For one, there’s no corn.
"We talked about putting some corn out there but we’ve got so much deer and turkey out here," he said. "I had grown some corn last year in our garden and they ate it up. There’s no use putting it around the outfield because they’ll get it also."
But like Costner in the movie, Pierce said people still find humor in what he’s created.
"I tell them where I live and they say ‘Oh, Butter and Egg Road! You’re the one that built the baseball field out there didn’t you,’" Pierce said. "And they laugh. But what I’ve done is given the kids an opportunity to play baseball. Sure, I’ve spent some dollars on it, but I’m using it as a business also for my camps so it’s not that I’m a completely crazy nut."
More then anything Pierce just wanted to capture a piece of his childhood and present it to Brett and his friends.
"When I was growing up, across the street from my house we had an empty lot. All the kids would get together and we’d have a baseball game. It was nothing like this, but it was sandlot baseball," he said. "We’ve had high school kids come out here in groups on Sunday afternoons, split up evenly, and play baseball. It’s just something they like to do. After they’re finished, they’ll go for a swim in the pond or do a little fishing so it’s like their own little recreational area."
There’s also no chain-link fences to mark the field’s boundaries. Ron said there’s a reason for this.
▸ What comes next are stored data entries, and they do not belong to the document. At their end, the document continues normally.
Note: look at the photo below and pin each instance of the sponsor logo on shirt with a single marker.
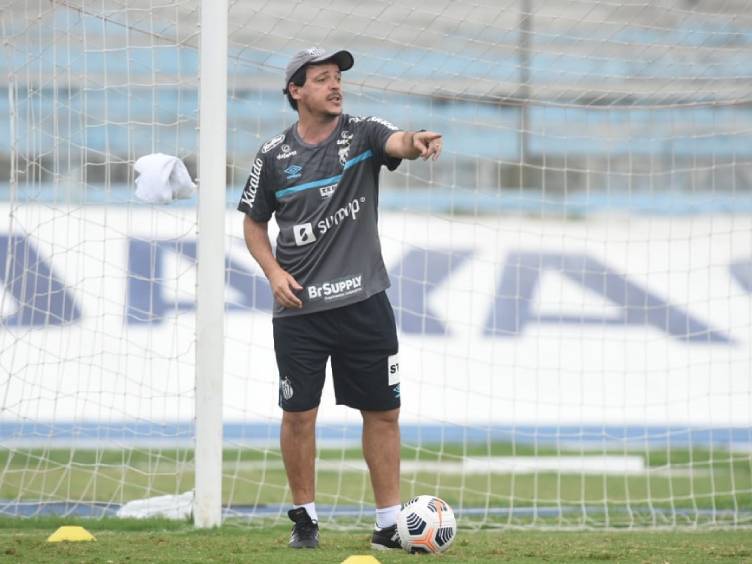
(303, 234)
(249, 194)
(294, 171)
(285, 152)
(383, 122)
(327, 191)
(336, 289)
(351, 210)
(273, 142)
Susan, his wife, won’t allow it.
"She’s given me permission to put a hedge around the outside of the outfield," he said. "Susan won’t let me do certain things but she wants to put some benches up and get an old-fashioned scoreboard to put off to the side where we can keep score and write on. She gets into it, but there’s limitations on what she’ll let me do."
And no stadium lighting either.
"Justin Miller, from Hendricks Homecenter, came over to us at a function at the middle school last year and said ‘Ron, those lights you ordered have come in," Pierce recalled. "Susan was sitting there and she looked at me. She said ‘I know you’re kidding Justin. He better not have ordered any lights from you.’"
Pierce seems to want to keep his wife as pleased as possible. Last year, in left field, Pierce said there was large tree and the only way he could get permission from Susan to pull it up was a promise.
"It was a pretty good-sized tree and it just sat there for the whole season," said Pierce. "To take it down, I had to buy seven other trees to put around the house and make her happy, just so I wouldn’t have to take a lot of flack for it."
Although, Pierce’s homegrown baseball field is unique to Troy, it’s not the only one around central Alabama.
"There’s a coach in Prattville, an American Legion coach who’s got a field of his own," he said. "He doesn’t have lights around it either. I’m not sure what his wife thinks."